Imagem: Instituto Forense da Unesp, arquivo pessoal.
Onde estão nossos mortos ? (Por Fábio Mariano)
Muitos dos leitores conhecem a tragédia Antígona que compõe a terceira parte da trilogia de Tebas de Sófocles e que marca o confronto entre Antígona e Creonte. Antígona, a irmã, invoca o direito de enterrar Polinice – o irmão, morto em batalha, enquanto Creonte, o Rei, contrariando a um direito natural edita uma lei que proíbe a inumação, por considerar que o morto havia desonrado a cidade de Tebas.
Da leitura de toda tragédia que renderia muitas e muitas interpretações, resta claro que não se trata somente de uma disputa familiar, nem da discussão a respeito da interposição de um direito positivo sobre um direito natural, é tudo isso aliada a uma questão que sempre me parece fundamental de discutir – a dignidade do corpo morto.
Citei inicialmente a famosa peça, mas quero me ater a última questão levantada no parágrafo anterior e lembrar do um ato que ocorreu no dia 18 de setembro no Tucarena, a partir do relatório da Comissão da Verdade da PUC-SP e que pode ser acessado pelo link: Comissão da Verdade .
O Comissão realizou um minucioso trabalho de recuperação histórica e da participação da Universidade acerca dos fatos ocorridos que culminaram na invasão da Instituição pelas tropas do coronel Erasmo Dias. Trazer à memória aqueles tempos sombrios fez com que o auditório lotado pela comunidade acadêmica e externa pudessem perceber a grandeza em se lutar por um país que deve valorizar o regime democrático que se instalou a partir de 1988.
As falas emocionadas durante o evento davam conta de rememorar também a trajetória de 5 estudantes da Universidade que durante o evento foram justamente diplomados. Digo justamente, porque foram impedidos à época pelas leis impostas pela ditadura civil militar de 1964 de se expressarem livremente, de estudarem, de conviverem com seus familiares e assim por diante.

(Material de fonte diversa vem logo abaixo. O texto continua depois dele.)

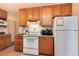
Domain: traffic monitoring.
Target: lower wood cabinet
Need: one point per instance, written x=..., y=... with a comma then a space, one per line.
x=46, y=46
x=18, y=42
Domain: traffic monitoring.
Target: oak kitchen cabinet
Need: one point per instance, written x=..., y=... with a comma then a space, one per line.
x=62, y=10
x=36, y=13
x=46, y=16
x=5, y=41
x=18, y=42
x=46, y=45
x=3, y=14
x=33, y=14
x=22, y=17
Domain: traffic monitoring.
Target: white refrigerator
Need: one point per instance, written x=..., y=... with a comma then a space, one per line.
x=65, y=30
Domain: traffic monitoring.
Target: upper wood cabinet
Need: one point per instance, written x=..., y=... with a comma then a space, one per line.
x=46, y=45
x=46, y=16
x=66, y=9
x=3, y=14
x=33, y=13
x=22, y=17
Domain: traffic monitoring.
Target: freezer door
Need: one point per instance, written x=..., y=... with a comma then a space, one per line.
x=66, y=43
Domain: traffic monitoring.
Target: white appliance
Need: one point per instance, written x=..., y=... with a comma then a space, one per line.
x=65, y=31
x=30, y=45
x=31, y=39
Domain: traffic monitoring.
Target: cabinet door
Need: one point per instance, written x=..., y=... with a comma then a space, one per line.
x=56, y=10
x=67, y=9
x=7, y=40
x=29, y=14
x=46, y=45
x=36, y=13
x=19, y=43
x=22, y=17
x=46, y=16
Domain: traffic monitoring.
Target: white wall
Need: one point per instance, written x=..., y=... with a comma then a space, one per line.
x=75, y=12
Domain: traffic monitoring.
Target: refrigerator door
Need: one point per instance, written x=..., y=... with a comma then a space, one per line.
x=66, y=43
x=66, y=36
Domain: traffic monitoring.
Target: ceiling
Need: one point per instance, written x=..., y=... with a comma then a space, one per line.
x=12, y=8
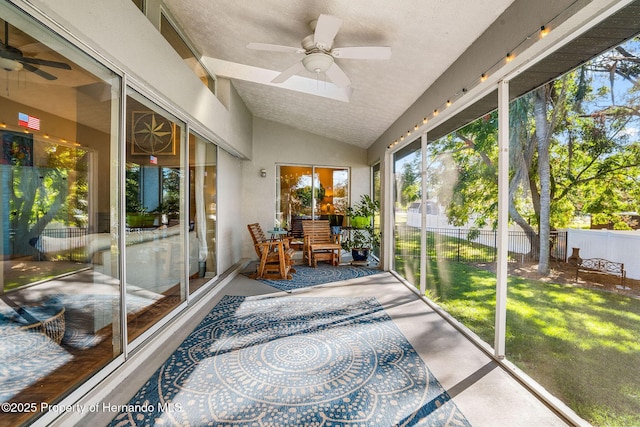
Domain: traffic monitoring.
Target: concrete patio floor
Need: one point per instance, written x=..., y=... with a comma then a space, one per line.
x=485, y=392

Me foi relatado pelo irmão de um dos homenageados que o momento mais duro foi o reconhecimento da morte pelo Estado quando houve a emissão do atestado de óbito. Um misto de tristeza, mas enfim o direito da família e amigos de encerrarem o luto de tantos e tantos anos.
Outra fala durante a cerimônia bastante emocionante relembrava, assim como Antígona, sobre a responsabilidade do Estado em não permitir que se enterrasse seus mortos, já que desapareceram e nunca mais foram localizados. Primeiro a angústia da família por um possível retorno, depois a desolação por não localizar, velar e enterrar seu ente querido.
A cada fala, em cada relato ouvido, meu coração apertava. Seguir sem ter honrado seus mortos é uma batalha de várias famílias que foram impedidas de cumprir os ritos mortuários. Saber que seus entes não tiveram a sua sepultura causa um desconforto social. Como disseram no evento:
“Lembrar é resistir “
As regras de direito atualmente estabelecem que em vida todos tem o direito ao sepultamento – o jus sepulchri e, após a morte, a permanecer sepultado. Como Antígona, vamos enterrar nossos mortos !
Imagem: Bete Andrade, ACI PUC-SP.
Dar voz aos nossos mortos, como fez a Comissão.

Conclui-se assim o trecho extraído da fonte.